Pay attention to the data in the cloud.
“Embracing the cloud is an important element for most organizations but how you embrace and what you do to streamline data logistics is critical to a successful strategy,” Norris says. “Companies are quickly embracing a number of key data initiatives, and it's important to look at these holistically and not as separate initiatives. A well thought out data strategy also extends to an organization’s ability to effectively leverage containers and AI.”
AI is a journey. Data can make it a footpath or a speedway.
“AI is not a collection of separate, isolated projects – it is a continuous series of steps as new technology and tools emerge,” Norris stresses. “How companies store, process and apply data is at the core of the biggest technology driven advances for decades. The companies that are using these new techniques are gaining share. In fact, according to Forrester Research by 2020, businesses adopting machine learning, AI, and deep learning, the Internet of Things (IoT), and Big Data will take away more than $1.2 trillion from their less-informed peers.”
Don’t try to standardize on data science tools.
“The average organization has five or more machine learning tools used in its organization,” Norris says. “With new tools and algorithms being introduced on a frequent basis – what is common, however, is the data. The data logistics, in how data is acquired, delivered and continues to flow is an essential ingredient to machine learning success and can make the use of multiple tools much easier and more successful.”
90 percent of machine learning success is driven by data logistics.
“Most data scientists spend 90 percent of their time on ‘data wrangling,’ Norris says. “Data logistics can speed and smooth their success. Many companies have a shortage of data scientists on staff. The simplest way to expand your bench is make the existing ones 5 to 10 times more productive.”
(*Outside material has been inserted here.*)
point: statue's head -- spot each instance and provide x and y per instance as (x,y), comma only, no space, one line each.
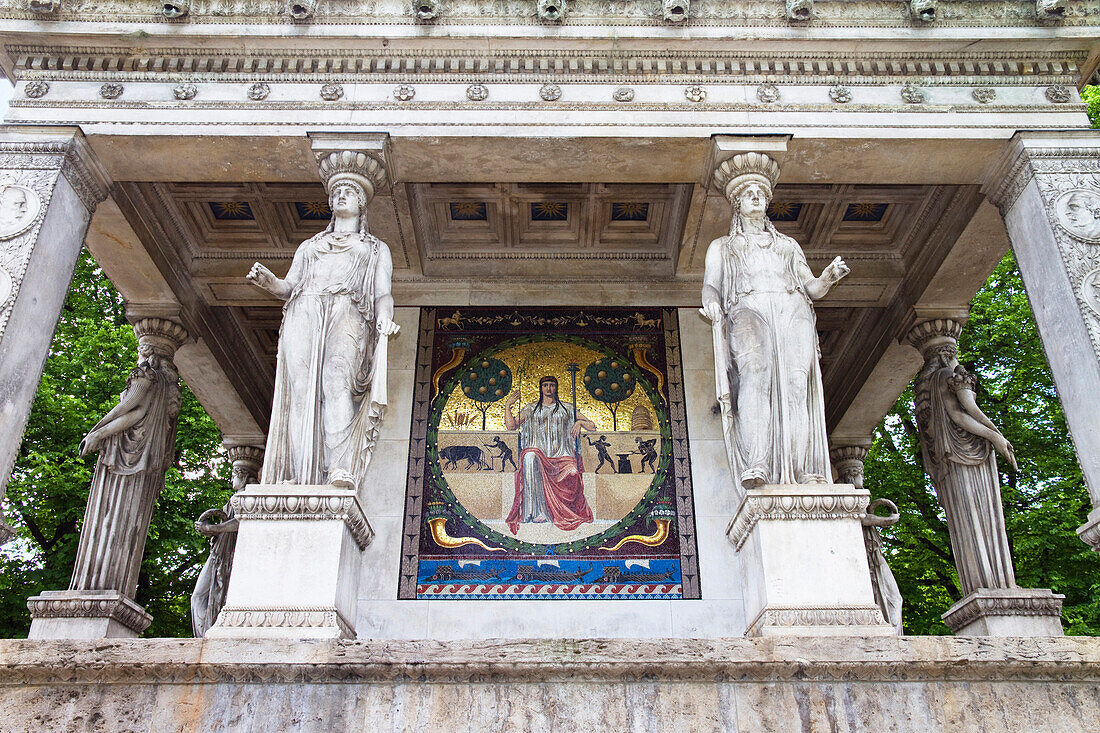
(351,179)
(748,179)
Containerize everything…But
“Containers are a method to improve the efficiency and elasticity of workloads, speeding development, deployment and migration,” Norris explains. “Containers are also being used with data science. Containers that use notebooks and can make data science collaboration easier and deployment of models easier in the cloud and at the edge. Containerizing stateless applications is straightforward and relatively easy. Stateful applications, including applications that share data (yes, think data science) is much more difficult.”
Containerizing everything requires a complementary data layer.
“Industry analysts caution that containerizing workloads that are stateful and share data add an extra dimension of complexity and obstacle to success,” Norris says. “Customers are adopting solutions that serve as dataware to support containerized data access using the Kubernetes volume driver.”
The Edge will eat the cloud.
“As workloads are getting more distributed, edge deployments are becoming strategic,” Norris says. “Leading organizations in automotive, oil and gas, healthcare and manufacturing are already tapping into the edge to drive new business models and revenue streams. To fully take advantage of these devices requires the coordination of data and analytics from the edge to the core.”
When in doubt focus on the data.
“Cloud, containers and AI all require coordinating data flows and supporting analytics to drive intelligent action,” Norris concludes. “Start anywhere but pay attention to the data and understand how you will handle data flows and extend from the edge to the core. It is critical to ensuring success with your first initiative and will set the foundation as you expand support.”